Edwanna s'est jetée à mon cou, en m'enserrant si fort que je crus manquer de souffle. Je caressai brièvement son épaule avant de la repousser, aussi doucement que possible, pour me libérer l'accès. J'ai marché jusqu'à ma demeure, sans que les acclamations ne s'amenuisent, puis j'ai parlé avec mes parents. Je ne me souviens plus du sujet de notre conversation, mais tous les deux étaient éminemment fiers de moi. Puis au soir, ce fut au tour de Farhen de venir me rendre visite. Il frappa à la porte, et je lui ouvris en personne.
« Farhen ! Quelle surprise ! Tout va bien ?
- Allons, ne fait pas le modeste Gallen. Tu as sauvé trois personnes à toi tout seul, avec l'aide d'un simple pommeau, et sans avoir été préparé.
Farhen se trompait, ce n'était pas de la modestie qu'il percevait, mais de l'amertume diluée dans un soupçon de jalousie, mais passons.
- Peu importe, tout est bien qui finit bien. Quelle est la raison de ta venue ici ?
- Tu sais, mon père est très proche des sages, il envisage même d'en devenir un lui-même, d'ici quelques années...
- Certes...
- Et c'était mon anniversaire il y a deux jours...
- Oui...
- Tiens, prends mon cadeau. Sans toi je n'aurais pas pu célébrer cette nouvelle année... Je crois qu'il te revient de droit.
- Farhen, tu es sûr ? C'est un acte si généreux !
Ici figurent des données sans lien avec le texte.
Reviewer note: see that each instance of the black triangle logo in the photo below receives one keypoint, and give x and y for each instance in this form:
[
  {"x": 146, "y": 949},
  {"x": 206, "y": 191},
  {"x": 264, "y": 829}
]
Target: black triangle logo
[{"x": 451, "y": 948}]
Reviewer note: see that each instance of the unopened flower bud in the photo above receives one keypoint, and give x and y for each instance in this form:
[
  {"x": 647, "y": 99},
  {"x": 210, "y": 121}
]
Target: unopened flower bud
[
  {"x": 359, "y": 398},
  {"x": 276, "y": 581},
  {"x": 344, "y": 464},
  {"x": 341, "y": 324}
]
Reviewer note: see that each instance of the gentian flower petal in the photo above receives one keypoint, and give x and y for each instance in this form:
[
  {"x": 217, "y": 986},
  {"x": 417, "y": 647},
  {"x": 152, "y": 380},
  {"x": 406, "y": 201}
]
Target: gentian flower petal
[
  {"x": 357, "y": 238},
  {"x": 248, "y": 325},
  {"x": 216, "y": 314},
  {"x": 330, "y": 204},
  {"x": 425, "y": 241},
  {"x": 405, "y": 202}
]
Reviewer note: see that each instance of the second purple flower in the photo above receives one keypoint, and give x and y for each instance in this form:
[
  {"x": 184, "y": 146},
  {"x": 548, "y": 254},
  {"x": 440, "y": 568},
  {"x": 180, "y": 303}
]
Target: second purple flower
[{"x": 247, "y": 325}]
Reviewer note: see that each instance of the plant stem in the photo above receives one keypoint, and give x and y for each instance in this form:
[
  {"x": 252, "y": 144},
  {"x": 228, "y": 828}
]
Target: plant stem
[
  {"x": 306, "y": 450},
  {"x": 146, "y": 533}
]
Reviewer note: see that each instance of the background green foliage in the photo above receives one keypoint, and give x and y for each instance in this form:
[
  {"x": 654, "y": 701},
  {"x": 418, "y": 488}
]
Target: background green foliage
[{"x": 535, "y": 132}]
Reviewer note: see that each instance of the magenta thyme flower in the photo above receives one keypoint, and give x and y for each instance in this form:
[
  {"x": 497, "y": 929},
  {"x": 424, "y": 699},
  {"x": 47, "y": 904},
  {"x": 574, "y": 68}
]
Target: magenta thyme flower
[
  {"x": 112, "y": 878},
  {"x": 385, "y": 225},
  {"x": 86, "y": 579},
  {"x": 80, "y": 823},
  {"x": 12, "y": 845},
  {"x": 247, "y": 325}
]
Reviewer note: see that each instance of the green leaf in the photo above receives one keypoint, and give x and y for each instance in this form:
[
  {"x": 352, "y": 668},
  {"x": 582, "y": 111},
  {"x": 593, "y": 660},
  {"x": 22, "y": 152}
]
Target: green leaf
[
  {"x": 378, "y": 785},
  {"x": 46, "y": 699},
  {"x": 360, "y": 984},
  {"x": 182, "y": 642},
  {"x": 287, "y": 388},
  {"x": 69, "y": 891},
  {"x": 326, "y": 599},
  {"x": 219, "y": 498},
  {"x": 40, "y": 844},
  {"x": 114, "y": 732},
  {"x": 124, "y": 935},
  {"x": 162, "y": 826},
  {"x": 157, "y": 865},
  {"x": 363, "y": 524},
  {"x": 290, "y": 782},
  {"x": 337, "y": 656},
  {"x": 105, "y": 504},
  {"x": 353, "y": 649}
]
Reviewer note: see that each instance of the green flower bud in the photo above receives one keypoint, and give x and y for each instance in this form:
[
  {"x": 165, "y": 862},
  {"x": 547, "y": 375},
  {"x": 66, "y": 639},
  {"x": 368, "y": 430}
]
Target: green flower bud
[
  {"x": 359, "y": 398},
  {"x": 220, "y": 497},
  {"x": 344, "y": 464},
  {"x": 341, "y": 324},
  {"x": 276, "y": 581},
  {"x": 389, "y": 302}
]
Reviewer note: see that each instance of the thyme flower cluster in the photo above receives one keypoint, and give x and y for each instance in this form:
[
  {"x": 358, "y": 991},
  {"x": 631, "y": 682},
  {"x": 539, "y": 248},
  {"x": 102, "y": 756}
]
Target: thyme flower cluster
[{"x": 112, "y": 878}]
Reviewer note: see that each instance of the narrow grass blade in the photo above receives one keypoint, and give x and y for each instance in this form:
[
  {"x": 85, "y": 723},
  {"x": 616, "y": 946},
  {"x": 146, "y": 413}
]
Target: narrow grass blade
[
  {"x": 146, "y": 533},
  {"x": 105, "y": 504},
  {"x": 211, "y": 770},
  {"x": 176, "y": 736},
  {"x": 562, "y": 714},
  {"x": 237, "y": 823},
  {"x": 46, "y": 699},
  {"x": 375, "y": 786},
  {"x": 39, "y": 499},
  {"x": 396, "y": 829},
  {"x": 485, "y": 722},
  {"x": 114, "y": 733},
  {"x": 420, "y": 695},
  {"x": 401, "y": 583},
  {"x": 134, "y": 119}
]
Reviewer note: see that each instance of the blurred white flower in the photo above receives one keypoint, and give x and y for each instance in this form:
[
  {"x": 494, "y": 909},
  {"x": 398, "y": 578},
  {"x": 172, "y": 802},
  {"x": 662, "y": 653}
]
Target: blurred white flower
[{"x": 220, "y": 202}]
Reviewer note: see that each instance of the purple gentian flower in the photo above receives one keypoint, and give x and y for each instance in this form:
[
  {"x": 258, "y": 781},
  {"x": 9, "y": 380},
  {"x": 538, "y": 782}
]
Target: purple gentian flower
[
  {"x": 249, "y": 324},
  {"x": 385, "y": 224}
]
- Oui je suis sûr. Promets-moi juste de la manier avec noblesse. j'ouvris l'emballage aussi calmement que possible, mais l'excitation ressentie était grande.
- Une... fronde ? Mais elle est magnifique !
- Comme je te l'ai dit, mon père a de très bon rapports avec les sages, et certains d'entre eux sont d'anciens gardes-tempêtes...
- Je te remercie Farhen !
- Je te dois la vie, c'est bien le minimum que je puisse faire. »
À cet instant, j'ai mécaniquement serré son bras, en remerciement, sincère. Je n'avais plus de pensées négatives à son égard, et je le voyais faire preuve d'un grand sens de l'honneur. J'ai passé une des meilleures nuits de ma vie, à la fois apaisé par le cadeau reçu, l'adoration qu'on me portait, mais aussi par la satisfaction d'avoir agi conformément à ce que j'allais devenir.